All normal activities on hold.  The worldwide corona virus has reached the U.K.  Normal clinical activity totally shattered.  Our Prime Minister in intenstive care.  Self-isolation.

Our normal lupus clinic has, for now, converted to telephone consultations.  A major problem is the lack of available screening tests.  For example, a week ago, one of my lupus patients rang for advice – she had developed a fever.  As it turned out, it was a lupus flare which had been grumbling for some weeks.  But you can see the difficulty.

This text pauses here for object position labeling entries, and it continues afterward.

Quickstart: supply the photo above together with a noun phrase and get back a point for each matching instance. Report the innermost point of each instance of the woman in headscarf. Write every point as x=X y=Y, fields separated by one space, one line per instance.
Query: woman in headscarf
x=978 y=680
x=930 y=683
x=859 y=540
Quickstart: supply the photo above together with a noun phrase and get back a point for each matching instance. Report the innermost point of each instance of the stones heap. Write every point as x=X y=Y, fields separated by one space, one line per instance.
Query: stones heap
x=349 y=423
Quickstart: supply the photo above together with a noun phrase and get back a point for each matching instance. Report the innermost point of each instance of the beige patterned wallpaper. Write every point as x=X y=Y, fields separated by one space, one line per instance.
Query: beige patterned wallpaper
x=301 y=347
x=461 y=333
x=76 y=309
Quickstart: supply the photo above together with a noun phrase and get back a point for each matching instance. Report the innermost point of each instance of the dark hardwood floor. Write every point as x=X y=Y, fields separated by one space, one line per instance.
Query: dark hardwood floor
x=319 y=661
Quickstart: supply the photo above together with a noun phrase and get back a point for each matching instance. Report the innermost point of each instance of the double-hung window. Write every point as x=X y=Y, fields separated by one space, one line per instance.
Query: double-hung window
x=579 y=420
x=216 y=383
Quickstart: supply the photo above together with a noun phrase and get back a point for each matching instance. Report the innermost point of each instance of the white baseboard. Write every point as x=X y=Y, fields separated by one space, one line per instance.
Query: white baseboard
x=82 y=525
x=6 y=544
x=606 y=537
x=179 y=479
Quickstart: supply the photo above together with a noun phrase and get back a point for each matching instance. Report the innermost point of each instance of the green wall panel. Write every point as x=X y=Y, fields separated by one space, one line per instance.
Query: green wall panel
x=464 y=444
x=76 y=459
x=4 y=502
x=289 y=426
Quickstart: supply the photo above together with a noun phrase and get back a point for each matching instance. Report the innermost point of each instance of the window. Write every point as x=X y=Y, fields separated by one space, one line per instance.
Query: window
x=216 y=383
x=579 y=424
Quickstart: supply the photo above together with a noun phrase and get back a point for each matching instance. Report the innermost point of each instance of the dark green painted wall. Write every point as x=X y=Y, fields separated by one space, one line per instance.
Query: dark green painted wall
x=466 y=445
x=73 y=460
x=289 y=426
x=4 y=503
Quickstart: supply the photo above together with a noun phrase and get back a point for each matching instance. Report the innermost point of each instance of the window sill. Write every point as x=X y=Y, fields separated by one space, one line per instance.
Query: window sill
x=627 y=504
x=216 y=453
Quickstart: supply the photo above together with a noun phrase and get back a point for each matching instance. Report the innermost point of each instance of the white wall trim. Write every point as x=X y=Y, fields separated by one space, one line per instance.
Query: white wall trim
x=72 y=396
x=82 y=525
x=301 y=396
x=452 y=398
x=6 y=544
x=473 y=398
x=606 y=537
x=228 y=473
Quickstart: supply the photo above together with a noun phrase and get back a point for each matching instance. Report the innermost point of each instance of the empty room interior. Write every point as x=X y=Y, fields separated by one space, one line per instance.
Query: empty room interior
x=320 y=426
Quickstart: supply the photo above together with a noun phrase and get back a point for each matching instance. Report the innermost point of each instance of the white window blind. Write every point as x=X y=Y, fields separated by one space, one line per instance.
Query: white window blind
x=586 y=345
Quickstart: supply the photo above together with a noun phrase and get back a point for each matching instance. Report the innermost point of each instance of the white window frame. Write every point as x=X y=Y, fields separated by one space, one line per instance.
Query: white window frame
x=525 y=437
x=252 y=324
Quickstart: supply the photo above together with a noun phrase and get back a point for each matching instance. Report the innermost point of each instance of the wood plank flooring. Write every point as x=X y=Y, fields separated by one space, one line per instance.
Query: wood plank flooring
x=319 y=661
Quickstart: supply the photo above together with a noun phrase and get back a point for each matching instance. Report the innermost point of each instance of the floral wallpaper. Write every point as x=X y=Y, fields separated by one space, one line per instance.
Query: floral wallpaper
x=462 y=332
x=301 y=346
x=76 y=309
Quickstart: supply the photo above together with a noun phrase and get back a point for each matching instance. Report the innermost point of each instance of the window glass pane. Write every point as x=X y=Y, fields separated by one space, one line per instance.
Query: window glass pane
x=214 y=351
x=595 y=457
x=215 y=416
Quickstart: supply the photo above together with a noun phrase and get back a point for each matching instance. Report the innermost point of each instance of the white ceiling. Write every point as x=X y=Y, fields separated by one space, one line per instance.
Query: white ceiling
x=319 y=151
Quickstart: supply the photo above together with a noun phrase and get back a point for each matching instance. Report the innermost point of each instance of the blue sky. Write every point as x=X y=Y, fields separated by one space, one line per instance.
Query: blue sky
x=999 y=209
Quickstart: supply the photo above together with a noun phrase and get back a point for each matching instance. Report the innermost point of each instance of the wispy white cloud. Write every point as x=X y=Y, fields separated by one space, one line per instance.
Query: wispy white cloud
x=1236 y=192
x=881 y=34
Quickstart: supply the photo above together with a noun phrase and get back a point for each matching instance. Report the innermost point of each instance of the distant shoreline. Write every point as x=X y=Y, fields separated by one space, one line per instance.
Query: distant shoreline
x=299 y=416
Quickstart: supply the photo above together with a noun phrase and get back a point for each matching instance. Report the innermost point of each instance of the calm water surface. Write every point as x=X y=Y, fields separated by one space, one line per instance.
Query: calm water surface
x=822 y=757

Perhaps this is a good time to talk about the topic of fever in connective tissue diseases, including lupus and Hughes Syndrome.

Patient of the Month

“A Friday night case”

Mrs J.J., aged 27, was diagnosed with probable lupus. She had suffered from frequent headaches and rashes as a teenager.

She became pregnant but miscarried after 3 months.  A few days after the miscarriage, she became unwell with fever, chest discomfort and a widespread rash.  She also developed pain and swelling in the calf.

Hospital tests showed a leg clot – a DVT, and she was started on heparin.  However, her temperature continued to be raised.

Blood tests showed a raised ESR (65), normal CRP and (later), positive anti-DNA, anti-Ro and aPL (antiphospholipid/aPL) tests.

What next?

Tests for infection (including gynae infection, UTI and chest infections) proved negative.

Lupus?  Certainly – positive anti-DNA is one of the most specific tests (for lupus) in the whole of medicine.

Hughes Syndrome?  One in 5 lupus patients are positive for aPL (the miscarriage and DVT are almost certainly significant here).

Infection?  Always the worry – including in lupus patients.  Yet an ‘infection’ screen was negative.  Critically, however, her CRP (C-Reactive protein) was normal. 

What is this patient teaching us?

In the late 1970s I published a paper with my colleague, Professor Mark Pepys, who ran the lab next to mine.  Mark had become an international expert on blood proteins, important in inflammation.  One – a mysterious protein known as CRP, would be found to be raised during infection and in inflammation.  However, in our lupus patients the CRP remained low in inflammation, but in infection became raised.

Measurement of CRP has become a standard test in lupus – especially in a ‘Friday night’ case of lupus with fever.  The CRP/ESR ratio has been the ‘go to’ pair of blood tests in this situation.

In our ‘patient of the month’, the diagnosis was lupus, with features of the antiphospholipid/Hughes Syndrome.  Started on a short course of steroids and plaquenil, happily the patient responded immediately.